Not surprisingly, it was frozen solid. But there was a small area of fresh water and soft mud where spring water flowed in and out of the pool and where it was protected from the frost by a willow tree. This was the only fresh water, and unfrozen ground, in the area. As I pulled up I could see that, as I had suspected, it was a wildlife hotspot. I watched as a flock of fieldfares, blackbirds and a charm of goldfinches flew in to drink.

And then I spotted it: the unmistakable silhouette against the snow and the long bill that I had hoped for. I grabbed my binoculars to check. Yes it was definitely a woodcock and as I scanned across the rest of the pool I spotted another one – bingo! My hunch had been right. And then I came across its smaller cousins – a pair of snipe feeding on the mud by the pool. Although the road was close by, the birds were too far away to photograph. I needed to set up a hide close by.

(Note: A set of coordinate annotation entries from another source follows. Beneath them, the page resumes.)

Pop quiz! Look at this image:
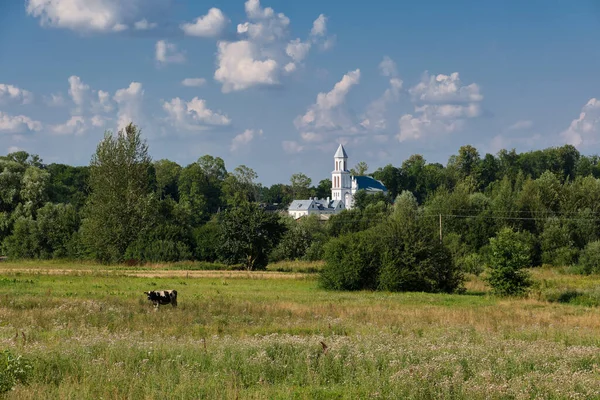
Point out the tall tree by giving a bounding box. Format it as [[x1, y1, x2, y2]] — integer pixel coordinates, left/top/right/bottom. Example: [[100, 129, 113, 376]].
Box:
[[290, 173, 312, 199], [350, 161, 369, 176], [220, 202, 285, 271], [82, 124, 156, 262]]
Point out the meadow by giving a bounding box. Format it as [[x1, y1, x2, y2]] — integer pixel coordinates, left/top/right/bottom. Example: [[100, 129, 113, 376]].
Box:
[[0, 262, 600, 399]]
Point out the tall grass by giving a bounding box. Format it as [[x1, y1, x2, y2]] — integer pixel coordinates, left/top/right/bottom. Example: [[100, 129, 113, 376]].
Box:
[[0, 264, 600, 399]]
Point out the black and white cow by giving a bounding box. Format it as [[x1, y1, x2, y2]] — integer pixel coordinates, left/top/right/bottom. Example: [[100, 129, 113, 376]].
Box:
[[144, 290, 177, 308]]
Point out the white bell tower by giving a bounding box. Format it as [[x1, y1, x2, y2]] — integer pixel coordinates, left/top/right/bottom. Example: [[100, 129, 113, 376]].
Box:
[[331, 144, 352, 207]]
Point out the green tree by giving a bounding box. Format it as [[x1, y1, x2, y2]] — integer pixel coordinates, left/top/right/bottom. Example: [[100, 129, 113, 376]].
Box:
[[290, 173, 312, 199], [82, 124, 156, 262], [350, 161, 369, 176], [154, 160, 182, 201], [223, 165, 258, 207], [487, 228, 531, 296], [220, 202, 285, 271]]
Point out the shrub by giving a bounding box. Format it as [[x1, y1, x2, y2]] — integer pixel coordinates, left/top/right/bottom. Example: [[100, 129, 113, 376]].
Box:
[[321, 229, 381, 290], [487, 228, 531, 296], [579, 240, 600, 274], [456, 253, 485, 275], [0, 350, 33, 395]]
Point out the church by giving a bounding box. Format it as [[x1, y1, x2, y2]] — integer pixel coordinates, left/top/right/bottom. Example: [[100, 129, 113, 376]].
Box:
[[288, 144, 387, 219]]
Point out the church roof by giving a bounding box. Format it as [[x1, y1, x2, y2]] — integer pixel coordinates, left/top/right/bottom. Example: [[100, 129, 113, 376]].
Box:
[[334, 143, 348, 158], [288, 198, 341, 211], [352, 176, 387, 192]]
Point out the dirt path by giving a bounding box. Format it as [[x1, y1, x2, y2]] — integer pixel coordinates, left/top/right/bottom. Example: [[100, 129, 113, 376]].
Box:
[[0, 268, 316, 279]]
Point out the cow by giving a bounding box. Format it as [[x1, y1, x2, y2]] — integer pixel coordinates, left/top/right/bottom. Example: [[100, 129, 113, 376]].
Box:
[[144, 290, 177, 308]]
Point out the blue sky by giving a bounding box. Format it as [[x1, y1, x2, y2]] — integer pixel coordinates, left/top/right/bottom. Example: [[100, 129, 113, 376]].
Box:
[[0, 0, 600, 185]]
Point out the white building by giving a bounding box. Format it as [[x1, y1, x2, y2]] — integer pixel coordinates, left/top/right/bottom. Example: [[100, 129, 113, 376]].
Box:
[[288, 144, 387, 219]]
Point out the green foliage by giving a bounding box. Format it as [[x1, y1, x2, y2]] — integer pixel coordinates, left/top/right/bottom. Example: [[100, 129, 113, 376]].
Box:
[[194, 219, 221, 262], [0, 350, 33, 395], [579, 240, 600, 274], [487, 228, 531, 296], [82, 124, 157, 262], [320, 228, 382, 290], [219, 202, 285, 271], [321, 191, 463, 293]]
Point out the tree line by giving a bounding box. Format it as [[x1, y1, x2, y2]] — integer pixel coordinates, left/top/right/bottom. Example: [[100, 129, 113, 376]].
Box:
[[0, 124, 600, 291]]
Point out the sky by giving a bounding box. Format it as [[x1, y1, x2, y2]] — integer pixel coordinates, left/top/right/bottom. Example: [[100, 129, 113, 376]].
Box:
[[0, 0, 600, 185]]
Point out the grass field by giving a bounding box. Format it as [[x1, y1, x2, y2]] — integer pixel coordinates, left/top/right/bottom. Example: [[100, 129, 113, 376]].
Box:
[[0, 263, 600, 399]]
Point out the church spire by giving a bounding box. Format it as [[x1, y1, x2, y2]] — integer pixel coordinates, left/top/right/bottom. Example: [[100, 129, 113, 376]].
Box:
[[333, 143, 348, 158]]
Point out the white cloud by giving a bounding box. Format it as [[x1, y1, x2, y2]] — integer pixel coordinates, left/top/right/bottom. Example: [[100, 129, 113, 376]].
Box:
[[283, 63, 297, 74], [310, 14, 327, 36], [361, 78, 403, 130], [180, 8, 229, 37], [398, 69, 483, 142], [281, 140, 304, 154], [50, 116, 87, 135], [6, 146, 23, 154], [44, 93, 66, 107], [90, 115, 107, 127], [0, 111, 42, 133], [0, 83, 33, 104], [93, 90, 113, 113], [113, 82, 144, 130], [379, 56, 398, 78], [26, 0, 169, 32], [156, 40, 185, 64], [215, 40, 278, 93], [163, 97, 231, 130], [294, 69, 360, 132], [561, 98, 600, 147], [409, 72, 483, 103], [508, 120, 533, 131], [69, 75, 90, 112], [285, 39, 310, 62], [181, 78, 206, 87], [230, 129, 263, 151], [133, 18, 158, 31]]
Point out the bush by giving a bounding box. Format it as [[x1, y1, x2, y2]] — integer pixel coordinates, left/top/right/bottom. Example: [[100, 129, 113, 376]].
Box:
[[0, 350, 33, 395], [321, 192, 463, 293], [456, 253, 485, 275], [579, 240, 600, 274], [194, 221, 221, 262], [487, 228, 531, 296], [321, 229, 382, 290]]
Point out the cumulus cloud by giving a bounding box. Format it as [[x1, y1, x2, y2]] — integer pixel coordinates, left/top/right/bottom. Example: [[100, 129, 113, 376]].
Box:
[[133, 18, 158, 31], [215, 40, 278, 93], [0, 83, 33, 104], [181, 78, 206, 87], [50, 116, 87, 135], [163, 97, 231, 130], [230, 129, 263, 151], [26, 0, 170, 32], [508, 120, 533, 131], [281, 140, 304, 154], [113, 82, 144, 130], [285, 39, 310, 62], [180, 7, 229, 37], [44, 93, 66, 107], [409, 72, 483, 104], [0, 111, 42, 133], [69, 75, 90, 112], [396, 72, 483, 142], [294, 69, 360, 132], [561, 98, 600, 148], [310, 14, 327, 36], [214, 0, 326, 93], [156, 40, 185, 64]]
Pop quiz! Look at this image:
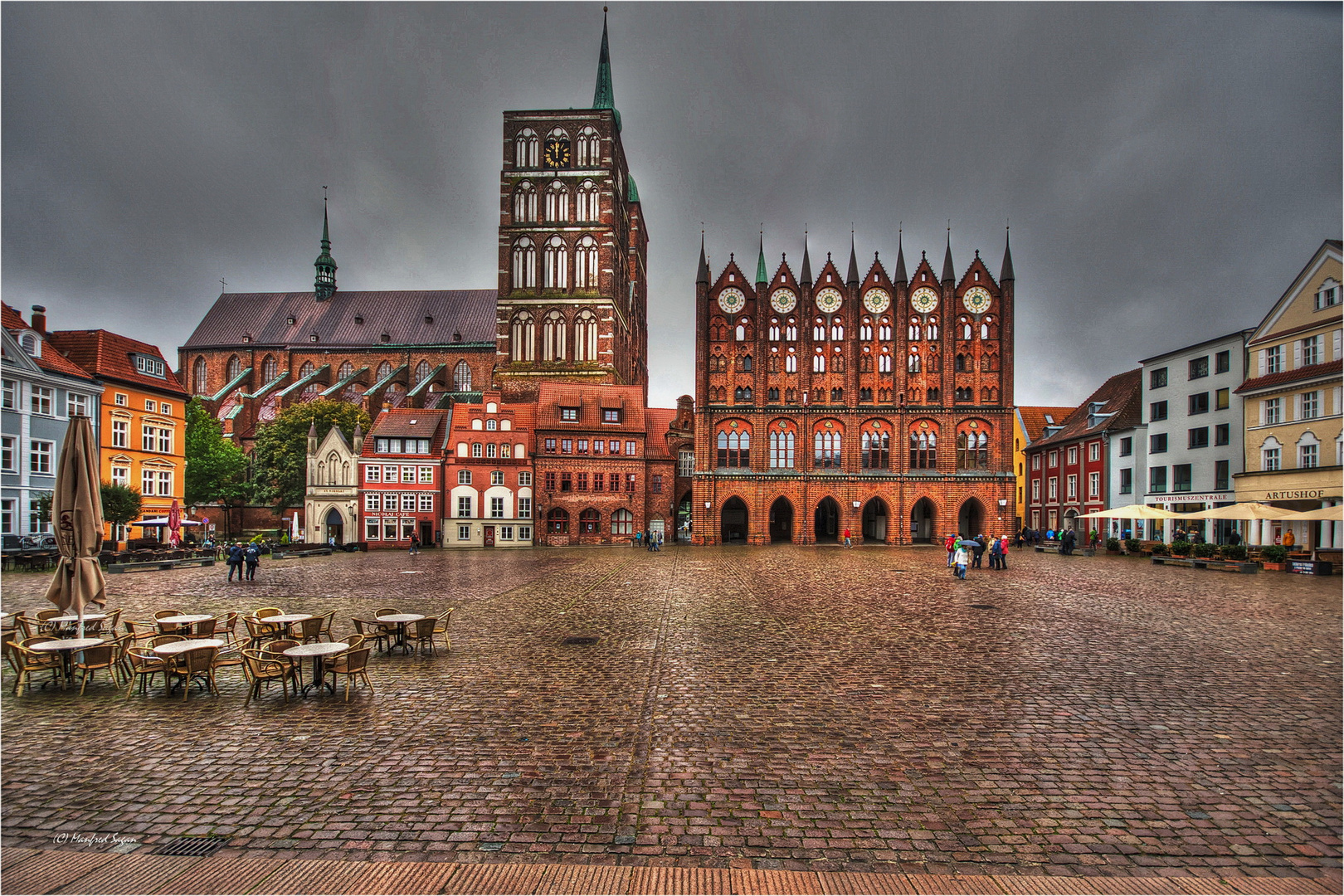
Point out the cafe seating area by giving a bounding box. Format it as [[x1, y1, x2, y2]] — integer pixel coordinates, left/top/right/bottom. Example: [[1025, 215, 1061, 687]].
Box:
[[2, 606, 453, 707]]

I knew I would have to work fast, if the weather got warmer the birds would disperse. But I didn’t want to disturb the birds as they fed during the day in these difficult conditions. So, although less than ideal, I set off that evening to construct a hide. In spite of being slowed down by a snow blizzard I had completed the hide by midnight. The next morning, I was ready for action. Wearing seven layers of clothes, to fend off the freezing conditions, I entered the hide prepared for a day long vigil.

As I approached, I saw a woodcock and snipe fly away. My heart sank. It wasn’t easy being light-footed in deep snow, loaded down with 25kg of camera equipment and a day of provisions. There was nothing for it but to sit and wait, hoping the woodcock would return. The first bird to appear was a field fare. It made a good photographic model to pass the time. Then as I looked out I got a tantalising glimpse of a bird I thought was a woodcock, but as I reached for my binoculars it disappeared round a corner in the stream. It reappeared a moment later. A snipe.

I photographed it all the same, even getting shots of it bathing and preening. As darkness started to fall my chance of photographing the woodcock had gone for the day. So I headed home, my feet like blocks of ice. The next morning I ventured out to the hide again, hoping for better luck and wearing an extra pair of socks. After two-and-a-half-hours there was still no sign of the woodcock, or the snipe. Luckily the fieldfares kept me entertained once more along with a great spotted woodpecker and some bullfinches.

I was beginning to lose hope of getting woodcock shots at all when I spotted one at last just where the spring emerged. I watched as the woodcock deftly prodded the earth for worms. Its long bill disappeared completely into the soft ground. Once it had hold of a worm, it slowly teased it out of the ground, sometimes pausing for some time to get a better grip with its serrated beak. It fed continually for two and a half hours.

As it walked, it bobbed up and down in the most unusual and exaggerated way. It was a sort of body-rock jig timed with the motion of the water. Some say that this ‘bobbing’ is to attract worms up, a sort of rain dance, but many other waders and dippers do this when close to water. I have never seen a woodcock act so naturally before. It came nearer still and I finally got some close up photos of this super bird. A loud chattering shattered the peace. Field fares alarm-called as a male sparrowhawk rushed over the top of my hide.

It was in hot pursuit of one of the fieldfares that I had been watching. Both disappeared down the valley, the sparrowhawk matching its prey’s every move as it twisted and turned through the branches. The woodcock froze with its head down until the danger passed, before continuing to feed. It was a real privilege to spend a weekend watching the birds coming and going from the pool. But the highlight was undoubtedly watching such a secretive and largely nocturnal bird just a few miles from my own home in the middle of the day.